After some discussion, we decided to keep the porch and rebuild it with extra support. Also adding better materials to prevent termite damage in the future.
And, got new stairs.
We wrapped the porch with Tyvek and PVC trim, and added faux stone panels to create a faux foundation and columns, creating an architectural detail and better curb appeal. Then added the saved siding back on.
Finally, I painted the foundation (technically, only half of it) with a paint color matched to the faux stone for better continuity.
Even though we still have to fill in some of the garden beds, we’re calling this baby done!
I hope to get the other foundation wall painted before the weather turns.
Like I said at the beginning, the before and after aren’t mind blowing or anything, I mean we literally transplanted the same plants back into place, but all the work underneath is impressive and we can definitely tell the new supports when we walk around on the porch.

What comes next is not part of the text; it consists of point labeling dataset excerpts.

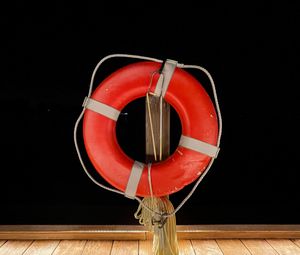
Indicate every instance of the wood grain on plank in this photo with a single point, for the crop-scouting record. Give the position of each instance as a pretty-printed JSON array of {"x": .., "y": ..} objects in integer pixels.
[
  {"x": 125, "y": 248},
  {"x": 232, "y": 247},
  {"x": 259, "y": 246},
  {"x": 42, "y": 247},
  {"x": 206, "y": 247},
  {"x": 70, "y": 247},
  {"x": 97, "y": 248},
  {"x": 14, "y": 247},
  {"x": 145, "y": 247},
  {"x": 284, "y": 246},
  {"x": 185, "y": 247}
]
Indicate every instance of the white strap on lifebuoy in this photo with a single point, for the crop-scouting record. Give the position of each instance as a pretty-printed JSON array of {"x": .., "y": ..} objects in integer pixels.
[
  {"x": 199, "y": 146},
  {"x": 134, "y": 179},
  {"x": 165, "y": 77},
  {"x": 101, "y": 108}
]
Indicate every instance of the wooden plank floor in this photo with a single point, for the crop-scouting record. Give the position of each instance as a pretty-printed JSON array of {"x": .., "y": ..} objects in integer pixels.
[{"x": 187, "y": 247}]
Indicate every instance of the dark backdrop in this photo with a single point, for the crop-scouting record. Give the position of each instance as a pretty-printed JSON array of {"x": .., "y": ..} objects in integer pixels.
[{"x": 47, "y": 59}]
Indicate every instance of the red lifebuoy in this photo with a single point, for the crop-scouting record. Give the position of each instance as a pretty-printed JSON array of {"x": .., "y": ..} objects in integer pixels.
[{"x": 198, "y": 120}]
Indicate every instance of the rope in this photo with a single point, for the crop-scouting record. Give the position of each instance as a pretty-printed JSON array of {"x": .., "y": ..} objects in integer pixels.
[{"x": 120, "y": 192}]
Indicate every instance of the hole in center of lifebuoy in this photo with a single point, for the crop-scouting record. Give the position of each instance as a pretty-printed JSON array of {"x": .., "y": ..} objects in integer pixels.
[{"x": 132, "y": 134}]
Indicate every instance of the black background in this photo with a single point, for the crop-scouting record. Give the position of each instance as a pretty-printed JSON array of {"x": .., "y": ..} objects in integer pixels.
[{"x": 47, "y": 59}]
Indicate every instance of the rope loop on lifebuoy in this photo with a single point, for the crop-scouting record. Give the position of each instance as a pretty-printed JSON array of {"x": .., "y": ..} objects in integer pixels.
[{"x": 201, "y": 128}]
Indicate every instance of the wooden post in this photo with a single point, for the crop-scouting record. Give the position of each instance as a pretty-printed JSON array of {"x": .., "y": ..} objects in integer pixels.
[{"x": 155, "y": 115}]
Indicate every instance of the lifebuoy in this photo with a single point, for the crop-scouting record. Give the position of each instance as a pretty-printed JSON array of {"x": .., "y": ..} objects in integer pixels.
[{"x": 198, "y": 120}]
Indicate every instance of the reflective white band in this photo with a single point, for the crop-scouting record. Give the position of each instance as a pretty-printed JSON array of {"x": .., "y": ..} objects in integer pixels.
[
  {"x": 101, "y": 108},
  {"x": 134, "y": 179},
  {"x": 199, "y": 146},
  {"x": 165, "y": 78}
]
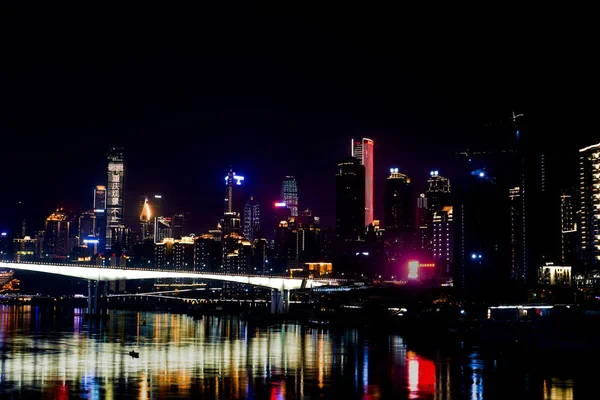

The before/after back to back:
We recently added up all the receipts from this project, as well as all the new landscaping (new beds, mulch, rocks) and our total was $2,700. We had estimated that a new porch would be close to $5,000, so we went in to this project fearing the worse. We feel really good about the upgraded curb appeal, as well as making the foundation secure and preventing future damage. We’re also impressed we were able to clean up the rest of the yard in that number too!